Data extraction procedure

Two authors (JK and KW/FZ) extracted the study data and imported them into MS Excel which then went through random checks by a study team member (MW). To establish agreement all reviewers extracted data from the first five studies based on internal data extraction guidelines.

Study quality appraisal and risk of bias assessment

To evaluate the methodological quality of the included studies, two reviewers (KW and JK) used three established tools. The Risk of Bias in Non-randomized Studies of Interventions tool (ROBINS-I) for non-randomized studies and the Cochrane Risk of Bias tool (Rob 2) for randomized studies were used71,72. To assess the reporting quality of the included studies, the MINORS was used27. The MINORS was used instead of the Quality of Reporting of Observational Longitudinal Research checklist73, as pre-specified in the review protocol, because this tool was more adaptable to all included studies. Appraisals were finally established through discussion until consensus was achieved.

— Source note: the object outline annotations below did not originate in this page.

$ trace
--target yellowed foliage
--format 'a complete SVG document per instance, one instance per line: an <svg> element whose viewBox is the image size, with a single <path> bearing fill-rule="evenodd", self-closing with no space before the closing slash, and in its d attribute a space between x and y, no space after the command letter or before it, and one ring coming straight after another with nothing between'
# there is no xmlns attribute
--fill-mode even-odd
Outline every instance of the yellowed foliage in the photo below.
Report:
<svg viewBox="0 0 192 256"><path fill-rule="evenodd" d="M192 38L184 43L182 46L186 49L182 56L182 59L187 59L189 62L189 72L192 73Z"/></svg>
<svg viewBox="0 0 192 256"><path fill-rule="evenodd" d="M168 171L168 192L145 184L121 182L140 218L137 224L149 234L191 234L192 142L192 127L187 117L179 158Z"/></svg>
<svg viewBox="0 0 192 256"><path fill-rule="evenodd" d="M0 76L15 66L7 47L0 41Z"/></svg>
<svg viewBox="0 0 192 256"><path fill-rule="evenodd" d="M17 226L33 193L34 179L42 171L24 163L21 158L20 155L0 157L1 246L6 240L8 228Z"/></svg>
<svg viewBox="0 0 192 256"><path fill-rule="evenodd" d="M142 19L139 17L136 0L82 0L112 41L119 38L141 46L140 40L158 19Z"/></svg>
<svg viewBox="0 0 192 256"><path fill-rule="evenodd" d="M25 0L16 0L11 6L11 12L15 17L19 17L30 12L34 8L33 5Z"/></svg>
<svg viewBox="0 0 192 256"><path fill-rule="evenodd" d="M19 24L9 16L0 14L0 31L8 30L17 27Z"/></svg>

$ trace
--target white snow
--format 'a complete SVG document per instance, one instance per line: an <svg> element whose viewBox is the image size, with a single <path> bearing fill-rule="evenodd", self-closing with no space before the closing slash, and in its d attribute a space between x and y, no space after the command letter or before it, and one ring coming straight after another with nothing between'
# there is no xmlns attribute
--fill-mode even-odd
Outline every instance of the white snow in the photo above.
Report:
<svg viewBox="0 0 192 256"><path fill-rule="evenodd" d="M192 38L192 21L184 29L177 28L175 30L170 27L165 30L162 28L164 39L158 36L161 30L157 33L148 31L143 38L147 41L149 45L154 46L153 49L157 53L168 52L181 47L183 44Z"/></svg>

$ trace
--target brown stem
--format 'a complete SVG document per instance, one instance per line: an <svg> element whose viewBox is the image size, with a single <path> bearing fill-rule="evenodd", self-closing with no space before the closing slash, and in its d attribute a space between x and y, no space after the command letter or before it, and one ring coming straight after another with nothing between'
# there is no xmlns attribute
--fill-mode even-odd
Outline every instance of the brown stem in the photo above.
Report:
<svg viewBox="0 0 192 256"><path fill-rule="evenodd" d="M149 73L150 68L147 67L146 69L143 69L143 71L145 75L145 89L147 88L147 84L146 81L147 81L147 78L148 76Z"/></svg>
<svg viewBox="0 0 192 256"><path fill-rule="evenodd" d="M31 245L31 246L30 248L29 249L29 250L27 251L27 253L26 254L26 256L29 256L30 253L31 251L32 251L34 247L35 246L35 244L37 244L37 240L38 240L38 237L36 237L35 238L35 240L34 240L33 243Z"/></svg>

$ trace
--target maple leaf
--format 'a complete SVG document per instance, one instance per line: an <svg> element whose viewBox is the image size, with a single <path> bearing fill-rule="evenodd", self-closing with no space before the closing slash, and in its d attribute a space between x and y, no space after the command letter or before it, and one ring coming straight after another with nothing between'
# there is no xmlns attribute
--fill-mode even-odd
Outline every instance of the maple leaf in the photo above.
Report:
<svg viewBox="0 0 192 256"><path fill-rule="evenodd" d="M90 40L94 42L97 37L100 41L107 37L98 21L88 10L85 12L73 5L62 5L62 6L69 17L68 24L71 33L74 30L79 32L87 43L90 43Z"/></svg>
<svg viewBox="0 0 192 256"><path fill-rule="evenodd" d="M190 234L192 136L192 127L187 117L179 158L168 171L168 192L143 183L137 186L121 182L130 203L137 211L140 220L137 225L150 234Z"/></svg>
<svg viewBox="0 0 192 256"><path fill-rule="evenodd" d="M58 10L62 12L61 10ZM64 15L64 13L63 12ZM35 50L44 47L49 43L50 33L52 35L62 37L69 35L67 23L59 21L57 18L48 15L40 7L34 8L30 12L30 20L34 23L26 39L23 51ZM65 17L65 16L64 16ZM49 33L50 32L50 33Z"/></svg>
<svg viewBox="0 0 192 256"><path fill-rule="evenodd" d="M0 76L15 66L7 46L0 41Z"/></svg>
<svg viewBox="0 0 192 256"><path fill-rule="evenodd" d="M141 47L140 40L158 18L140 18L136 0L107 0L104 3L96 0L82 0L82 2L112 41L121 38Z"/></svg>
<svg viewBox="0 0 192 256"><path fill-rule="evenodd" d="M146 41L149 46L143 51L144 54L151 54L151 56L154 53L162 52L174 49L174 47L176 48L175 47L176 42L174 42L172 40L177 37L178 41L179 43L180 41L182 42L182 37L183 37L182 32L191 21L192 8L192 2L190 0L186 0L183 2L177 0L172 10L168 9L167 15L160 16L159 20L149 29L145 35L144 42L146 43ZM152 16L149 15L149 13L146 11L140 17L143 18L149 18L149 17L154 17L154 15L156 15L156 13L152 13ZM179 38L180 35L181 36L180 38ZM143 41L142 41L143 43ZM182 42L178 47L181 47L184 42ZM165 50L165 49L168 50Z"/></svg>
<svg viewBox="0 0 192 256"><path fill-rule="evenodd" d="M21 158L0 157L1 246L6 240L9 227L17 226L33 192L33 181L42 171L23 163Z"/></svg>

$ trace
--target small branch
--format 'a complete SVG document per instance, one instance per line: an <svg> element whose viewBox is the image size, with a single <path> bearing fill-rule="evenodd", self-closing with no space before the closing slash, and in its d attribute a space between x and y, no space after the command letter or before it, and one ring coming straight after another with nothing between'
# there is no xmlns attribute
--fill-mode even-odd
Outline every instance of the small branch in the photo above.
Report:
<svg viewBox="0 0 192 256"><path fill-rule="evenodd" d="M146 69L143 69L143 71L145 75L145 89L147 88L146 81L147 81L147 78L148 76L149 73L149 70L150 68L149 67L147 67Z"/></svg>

Strategy for data synthesis

First, we describe the overall sample and the key information from each included study. Risk of bias assessment evaluations are presented in narrative and tabular formats. Next, where comparable studies were sufficient, a meta-analysis was performed to examine the effects of AI introduction. We used the method of Wan et al.74 to estimate the sample mean and standard deviation from the sample size, median, and interquartile range because the reported measures varied across the included studies. Furthermore, we followed the Cochrane Handbook for calculating the standard deviation from the confidence interval (CI)75. The metafor package in R76 was used to quantitatively synthesize data from the retrieved studies. Considering the anticipated heterogeneity of effects, a random-effects model was used to estimate the average effect across studies. Moreover, we used the DerSimonian and Laird method to determine cross-study variance and the Hartung–Knapp method to estimate the variance of the random effect77,78. Heterogeneity was assessed using Cochran’s Q test79 and the I2 statistic75. In cases where a meta-analysis was not feasible, the results were summarized in narrative form and presented in tabular format.

Meta-biases

Potential sources of meta-bias, such as publication bias and selective reporting across studies, were considered. Funnel plots were created for the studies included in the meta-analyses.

To assess whether our review is subject to selection bias due to the choice of databases and publication types, we conducted an additional search in the dblp computer science bibliography (with our original search timeframe). As this database did not allow our original search string, the adapted version is found in Supplementary Note 2. Additionally, we performed searches on conference proceedings of the last three years, spanning publications from the January 1st 2020 until May 15th 2023. We surveyed IEEE Xplore and two major conferences not included in the database: International Conference on Medical Image Computing and Computer Assisted Intervention (MICCAI) and Hawaii International Conference on System Sciences (HICSS). We conducted an initial screening of titles and abstracts, with one reviewer (KW) screening all records and JK screening 10% to assess interrater reliability. Full-text assessments for eligibility were then performed by one of the reviewers, respectively (KW or JK). Furthermore, the AMSTAR-2 critical appraisal tool for systematic reviews of randomized and/or non-randomized healthcare intervention studies was used43.